North, South Koreas to hold reunions for war-separated families in August

Officials from both sides met at the North's scenic Mount Kumgang resort on June 22, 2018, and set a date for the reunions for late August 2018. PHOTO: EPA-EFE

SEOUL (AFP, REUTERS) - North and South Korea agreed Friday (June 22) to resume reunions for families separated by the Korean War in August - the first such meetings since 2015 and the latest step in a remarkable diplomatic thaw on the peninsula.

Millions of people were separated during the 1950-53 conflict that sealed the division of the two Koreas.

Most died without the chance to see or hear from their relatives on the other side of the border, across which all civilian communication is banned.

The resumption of the reunions was among the agreements reached between North Korean leader Kim Jong Un and the South's president Moon Jae-in at their landmark summit in April.

Officials from both sides met at the North's scenic Mount Kumgang resort on Friday and set a date for late August.

"The reunion will be held from Aug 20 to 26 and 100 participants will be selected from each side," said a joint Seoul-Pyongyang statement released by the South's unification ministry. The reunions will be held at Mount Kumgang, the two sides said, with 100 people from each side to be chosen to meet long-lost relatives from the other side.

"The whole world is marvelling at the amazing developments between the North and South," said Pak Yong Il, the leader of the North Korean delegation at the talks.

South Korean officials will begin inspections of the Mount Kumgang resort from next week and the two sides will exchange their final lists of participants by Aug 4, it added.

Only about 57,000 people remain alive who are registered with the South Korean Red Cross to meet their separated relatives, and most are aged over 70.

For the lucky few chosen to take part, the experience is often hugely emotional, as they are given just three days to make up for decades of time apart, followed by another separation at the end - in all likelihood permanent.

The reunion programme began in earnest after a historic inter-Korean summit in 2000 and the reunions were initially held annually, but strained cross-border relations have made them rare.

North Korea has a lengthy track record of manipulating the issue of divided families for political purposes, refusing proposals for regular reunions and cancelling scheduled events at the last minute.

Pyongyang has previously said it will not agree to family reunions unless Seoul returns several of its citizens, including a group of waitresses who defected from a restaurant in China.

It is unknown whether the defectors were brought up at Friday's meeting, but the two sides agreed to continue discussions on "humanitarian issues" through further Red Cross talks, according to the joint statement.

The rapprochement on the Korean peninsula was triggered earlier this year when Kim decided to send athletes, cheerleaders and his sister as an envoy to the Winter Olympics in the South.

Diplomatic efforts have gathered pace since then, leading to a landmark summit between Kim and US President Donald Trump in Singapore earlier this month.
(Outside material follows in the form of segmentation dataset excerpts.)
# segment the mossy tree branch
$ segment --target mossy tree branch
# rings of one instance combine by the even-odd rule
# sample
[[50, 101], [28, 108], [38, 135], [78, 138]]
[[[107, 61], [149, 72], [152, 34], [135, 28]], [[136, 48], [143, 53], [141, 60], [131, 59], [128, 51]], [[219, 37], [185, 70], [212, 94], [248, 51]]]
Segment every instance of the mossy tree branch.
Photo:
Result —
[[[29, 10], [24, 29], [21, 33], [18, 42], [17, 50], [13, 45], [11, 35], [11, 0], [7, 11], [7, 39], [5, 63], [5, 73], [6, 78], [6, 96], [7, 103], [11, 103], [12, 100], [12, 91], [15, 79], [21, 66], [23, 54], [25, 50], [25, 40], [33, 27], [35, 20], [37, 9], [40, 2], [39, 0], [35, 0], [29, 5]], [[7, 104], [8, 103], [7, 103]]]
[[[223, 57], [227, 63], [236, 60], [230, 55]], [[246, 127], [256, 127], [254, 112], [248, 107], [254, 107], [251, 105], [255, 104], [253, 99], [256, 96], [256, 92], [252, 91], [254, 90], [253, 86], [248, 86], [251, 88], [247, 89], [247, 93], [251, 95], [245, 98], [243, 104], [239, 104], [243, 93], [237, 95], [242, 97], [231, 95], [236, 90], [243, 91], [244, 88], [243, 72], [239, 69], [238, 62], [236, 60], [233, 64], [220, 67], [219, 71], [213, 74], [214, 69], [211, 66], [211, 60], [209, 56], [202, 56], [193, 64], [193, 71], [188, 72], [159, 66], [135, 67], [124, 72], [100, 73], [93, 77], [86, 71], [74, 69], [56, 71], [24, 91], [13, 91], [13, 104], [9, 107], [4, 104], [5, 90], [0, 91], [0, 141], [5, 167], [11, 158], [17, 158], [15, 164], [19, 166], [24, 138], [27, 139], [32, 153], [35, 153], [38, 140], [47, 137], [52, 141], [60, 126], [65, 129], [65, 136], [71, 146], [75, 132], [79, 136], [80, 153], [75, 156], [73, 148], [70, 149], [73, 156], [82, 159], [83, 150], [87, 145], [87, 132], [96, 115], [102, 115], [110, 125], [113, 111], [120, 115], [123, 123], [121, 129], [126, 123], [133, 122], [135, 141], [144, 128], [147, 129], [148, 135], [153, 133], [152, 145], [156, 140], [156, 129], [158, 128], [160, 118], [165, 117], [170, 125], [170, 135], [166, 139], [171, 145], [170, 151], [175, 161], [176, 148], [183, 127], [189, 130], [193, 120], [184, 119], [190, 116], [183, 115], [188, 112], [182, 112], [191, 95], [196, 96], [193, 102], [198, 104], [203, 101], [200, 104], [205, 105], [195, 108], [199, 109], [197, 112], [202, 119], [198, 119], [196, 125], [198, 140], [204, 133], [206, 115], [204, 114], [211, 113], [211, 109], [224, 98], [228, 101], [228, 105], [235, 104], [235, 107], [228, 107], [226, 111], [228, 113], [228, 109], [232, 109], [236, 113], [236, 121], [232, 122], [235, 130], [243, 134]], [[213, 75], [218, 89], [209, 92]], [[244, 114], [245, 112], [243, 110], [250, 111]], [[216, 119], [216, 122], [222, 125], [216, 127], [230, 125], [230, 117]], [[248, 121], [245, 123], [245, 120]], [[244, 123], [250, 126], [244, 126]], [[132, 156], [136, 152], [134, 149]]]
South Korean officials have often called for the visits to resume as a "humanitarian and human rights issue", especially since many individuals are now in their 80s and 90s. The first reunions were held in 1985. About 20 have been held since then with the last in 2015.

'PART WITH THE PAST'

Since 2000, about 23,676 separated Koreans, from both North and South, have met or interacted through videolink as part of the programme, the Hyundai Research Institute think-tank said.

But time is running out. By March, 56 percent of the 131,531 South Koreans who applied to take part in reunions had died, it said. It was not clear if North Korea had dropped a condition it had previously set for resuming the reunions - that South Korea return 12 North Korean women who worked at a North Korea-run restaurant in China and defected to the South in 2016.

Several of the women said in May they were coerced into leaving, while South Korean officials said they were trying to verify their accounts. As recently as May the North Korean Red Cross organisation urged South Korea to return the women "without delay".

The 1950-53 Korean War was concluded only with a truce, not a peace treaty, leaving the combatants technically still at war, with the so-called demilitarized zone between them one of the Cold War's most heavily fortified borders.

Pak, the deputy head of the North's agency to promote reunification, the Committee for the Peaceful Reunification of the Fatherland, called for the past to be set aside.

"We should also part with the past and go down the road our leaders have forged for us," he said.